The first two generally result in the company closing down, or being sold off with the assets being distributed by the insolvency practitioner. If no buyer can be found, then the business can sold back to the management. However, the banks are very reluctant to approve any sale back to the incumbent management, and in addition to the public outcry over such practices, these “pre-packs” are less common nowadays.
In October 2012, KSA Group did an analysis of all the companies that the company successfully negotiated CVAs for and that have been approved by creditors and filed at Companies House since January 2011. The research showed that 1760 jobs were saved in that time. As of July 2013, KSA have now saved 2300 jobs! One of these companies accounted for approximately 200 of these.
What does it mean by saving jobs?
Well, prior to the CVA being filed these businesses faced being wound up or being put into administration or liquidation as they suffered under the weight of their debts. The CVA allowed the unsecured creditors to receive a dividend on their debts ranging from 30p to 100p in the £1 and the business to get on with making money and being a useful and productive member of the business community.

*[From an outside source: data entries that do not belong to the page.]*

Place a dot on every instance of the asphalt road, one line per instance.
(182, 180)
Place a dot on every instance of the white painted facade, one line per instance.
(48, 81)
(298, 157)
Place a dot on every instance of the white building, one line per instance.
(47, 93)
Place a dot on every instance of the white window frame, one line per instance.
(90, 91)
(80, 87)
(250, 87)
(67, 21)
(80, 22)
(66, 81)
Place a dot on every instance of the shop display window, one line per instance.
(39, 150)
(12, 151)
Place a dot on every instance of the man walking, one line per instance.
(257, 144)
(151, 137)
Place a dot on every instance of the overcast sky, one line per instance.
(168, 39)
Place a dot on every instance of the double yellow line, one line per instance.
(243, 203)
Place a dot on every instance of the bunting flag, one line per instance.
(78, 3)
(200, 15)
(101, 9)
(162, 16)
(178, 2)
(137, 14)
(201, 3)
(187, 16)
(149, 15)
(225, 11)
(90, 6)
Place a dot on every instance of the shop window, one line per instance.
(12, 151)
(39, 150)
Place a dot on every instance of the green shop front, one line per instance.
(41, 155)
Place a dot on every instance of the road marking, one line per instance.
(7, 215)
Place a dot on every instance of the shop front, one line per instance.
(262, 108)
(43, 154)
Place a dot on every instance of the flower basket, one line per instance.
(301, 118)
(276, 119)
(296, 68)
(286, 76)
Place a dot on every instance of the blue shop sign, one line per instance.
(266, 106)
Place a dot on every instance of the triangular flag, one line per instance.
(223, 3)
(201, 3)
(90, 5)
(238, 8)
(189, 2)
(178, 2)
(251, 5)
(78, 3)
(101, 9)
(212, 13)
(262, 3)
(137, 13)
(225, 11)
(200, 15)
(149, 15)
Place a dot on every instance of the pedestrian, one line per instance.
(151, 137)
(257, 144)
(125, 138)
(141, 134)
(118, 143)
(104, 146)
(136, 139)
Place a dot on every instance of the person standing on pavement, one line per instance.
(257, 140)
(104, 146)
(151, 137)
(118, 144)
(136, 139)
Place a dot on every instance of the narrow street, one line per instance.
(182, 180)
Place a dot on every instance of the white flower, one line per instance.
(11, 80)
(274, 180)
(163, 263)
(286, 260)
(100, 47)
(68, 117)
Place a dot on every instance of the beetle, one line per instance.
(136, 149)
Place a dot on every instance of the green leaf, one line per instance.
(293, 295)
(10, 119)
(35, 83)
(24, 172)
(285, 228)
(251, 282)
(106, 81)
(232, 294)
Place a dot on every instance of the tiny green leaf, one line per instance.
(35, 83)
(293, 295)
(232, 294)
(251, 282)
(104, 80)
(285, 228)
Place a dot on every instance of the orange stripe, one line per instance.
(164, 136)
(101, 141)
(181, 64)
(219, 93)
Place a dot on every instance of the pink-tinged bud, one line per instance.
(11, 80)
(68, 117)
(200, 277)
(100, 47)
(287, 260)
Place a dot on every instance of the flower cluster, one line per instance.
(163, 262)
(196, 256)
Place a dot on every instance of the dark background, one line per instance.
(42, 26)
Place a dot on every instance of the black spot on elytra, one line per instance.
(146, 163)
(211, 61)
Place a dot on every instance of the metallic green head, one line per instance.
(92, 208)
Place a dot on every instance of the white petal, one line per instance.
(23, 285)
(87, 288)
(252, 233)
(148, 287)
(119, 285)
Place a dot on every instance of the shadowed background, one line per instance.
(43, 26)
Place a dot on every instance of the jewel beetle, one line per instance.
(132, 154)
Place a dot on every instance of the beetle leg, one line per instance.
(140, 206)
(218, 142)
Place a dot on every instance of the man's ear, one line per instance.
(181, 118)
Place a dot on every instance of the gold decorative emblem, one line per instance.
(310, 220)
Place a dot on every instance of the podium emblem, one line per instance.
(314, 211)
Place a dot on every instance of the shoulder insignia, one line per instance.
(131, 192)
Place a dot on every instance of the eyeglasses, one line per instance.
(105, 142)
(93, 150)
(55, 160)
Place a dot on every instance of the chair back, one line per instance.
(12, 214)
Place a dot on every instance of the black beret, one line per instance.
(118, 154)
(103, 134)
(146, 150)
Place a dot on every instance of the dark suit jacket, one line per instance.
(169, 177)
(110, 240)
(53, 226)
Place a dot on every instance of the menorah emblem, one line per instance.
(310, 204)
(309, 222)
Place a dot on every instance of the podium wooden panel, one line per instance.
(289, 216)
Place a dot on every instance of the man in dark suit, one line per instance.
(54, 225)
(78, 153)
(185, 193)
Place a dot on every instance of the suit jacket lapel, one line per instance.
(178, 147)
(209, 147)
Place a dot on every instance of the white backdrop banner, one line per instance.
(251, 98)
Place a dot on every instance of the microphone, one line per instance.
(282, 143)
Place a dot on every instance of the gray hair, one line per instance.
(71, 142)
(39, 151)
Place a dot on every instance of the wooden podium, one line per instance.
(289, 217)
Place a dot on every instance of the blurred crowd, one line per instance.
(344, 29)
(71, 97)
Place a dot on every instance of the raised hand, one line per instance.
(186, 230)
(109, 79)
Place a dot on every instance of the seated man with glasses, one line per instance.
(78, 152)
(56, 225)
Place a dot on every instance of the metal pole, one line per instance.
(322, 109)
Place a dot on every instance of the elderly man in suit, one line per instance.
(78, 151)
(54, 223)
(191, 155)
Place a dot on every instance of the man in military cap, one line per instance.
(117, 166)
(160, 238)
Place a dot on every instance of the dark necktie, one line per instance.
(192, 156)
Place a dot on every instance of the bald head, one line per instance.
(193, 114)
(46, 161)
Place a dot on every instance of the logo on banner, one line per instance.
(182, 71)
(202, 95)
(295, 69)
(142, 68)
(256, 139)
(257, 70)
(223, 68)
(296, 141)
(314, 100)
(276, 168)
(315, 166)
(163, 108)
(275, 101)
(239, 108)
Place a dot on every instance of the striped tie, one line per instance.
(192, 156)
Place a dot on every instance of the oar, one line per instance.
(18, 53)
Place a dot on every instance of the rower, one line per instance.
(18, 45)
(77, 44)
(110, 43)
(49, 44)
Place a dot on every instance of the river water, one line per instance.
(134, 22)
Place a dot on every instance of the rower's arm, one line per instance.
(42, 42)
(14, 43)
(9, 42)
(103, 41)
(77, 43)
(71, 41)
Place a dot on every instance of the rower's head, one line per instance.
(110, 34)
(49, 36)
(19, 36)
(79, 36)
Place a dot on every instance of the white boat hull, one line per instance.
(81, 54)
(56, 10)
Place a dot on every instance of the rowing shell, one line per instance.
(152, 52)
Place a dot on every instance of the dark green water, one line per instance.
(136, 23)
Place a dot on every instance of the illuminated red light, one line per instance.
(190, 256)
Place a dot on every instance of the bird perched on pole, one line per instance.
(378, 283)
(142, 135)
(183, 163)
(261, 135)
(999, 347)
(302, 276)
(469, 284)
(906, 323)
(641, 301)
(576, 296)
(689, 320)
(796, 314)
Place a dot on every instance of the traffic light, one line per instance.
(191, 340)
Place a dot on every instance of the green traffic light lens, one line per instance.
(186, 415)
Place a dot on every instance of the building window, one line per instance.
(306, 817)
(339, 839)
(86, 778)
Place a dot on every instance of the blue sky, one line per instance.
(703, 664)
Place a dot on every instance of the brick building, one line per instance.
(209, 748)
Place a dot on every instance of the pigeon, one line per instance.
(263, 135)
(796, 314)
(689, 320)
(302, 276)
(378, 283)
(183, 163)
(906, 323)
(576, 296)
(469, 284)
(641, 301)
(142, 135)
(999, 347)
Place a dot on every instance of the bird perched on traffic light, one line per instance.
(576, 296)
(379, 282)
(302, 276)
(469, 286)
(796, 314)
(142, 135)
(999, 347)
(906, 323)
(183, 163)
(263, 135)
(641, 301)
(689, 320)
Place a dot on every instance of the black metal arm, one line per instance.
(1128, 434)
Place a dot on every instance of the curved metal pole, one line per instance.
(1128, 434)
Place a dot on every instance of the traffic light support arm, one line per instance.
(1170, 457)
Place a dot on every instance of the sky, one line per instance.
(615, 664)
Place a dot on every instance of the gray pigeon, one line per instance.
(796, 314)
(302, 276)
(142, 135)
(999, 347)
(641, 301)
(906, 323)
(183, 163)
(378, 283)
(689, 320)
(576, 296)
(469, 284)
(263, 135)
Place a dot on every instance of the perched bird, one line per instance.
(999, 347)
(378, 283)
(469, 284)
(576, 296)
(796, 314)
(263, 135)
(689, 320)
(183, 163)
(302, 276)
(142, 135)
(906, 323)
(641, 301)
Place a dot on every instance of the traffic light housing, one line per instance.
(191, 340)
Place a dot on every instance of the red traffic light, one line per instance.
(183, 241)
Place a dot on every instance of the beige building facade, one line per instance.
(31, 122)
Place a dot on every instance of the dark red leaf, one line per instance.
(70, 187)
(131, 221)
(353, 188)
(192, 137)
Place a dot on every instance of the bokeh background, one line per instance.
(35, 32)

It should be noted that company voluntary arrangements are often difficult to agree. It pays to have an adviser that has done a number of CVAs before, as experience counts when creditors and management need to be engaged throughout. One important factor in a CVA favour is that they are looked upon favourably by HMRC. In fact, a CVA proposal can halt the threat of a winding up petition from the HMRC, provided it is realistic and the HMRC can be convinced that it will work.
When examining options for a business in difficulty don’t dismiss the CVA it could allow the company to continue to trade with the directors in control, not an insolvency practitioner. However, one word of caution: once in a CVA the business will need to have exemplary financial reporting and a strict regime which is still overseen by an insolvency practitioner in their capacity as the supervisor.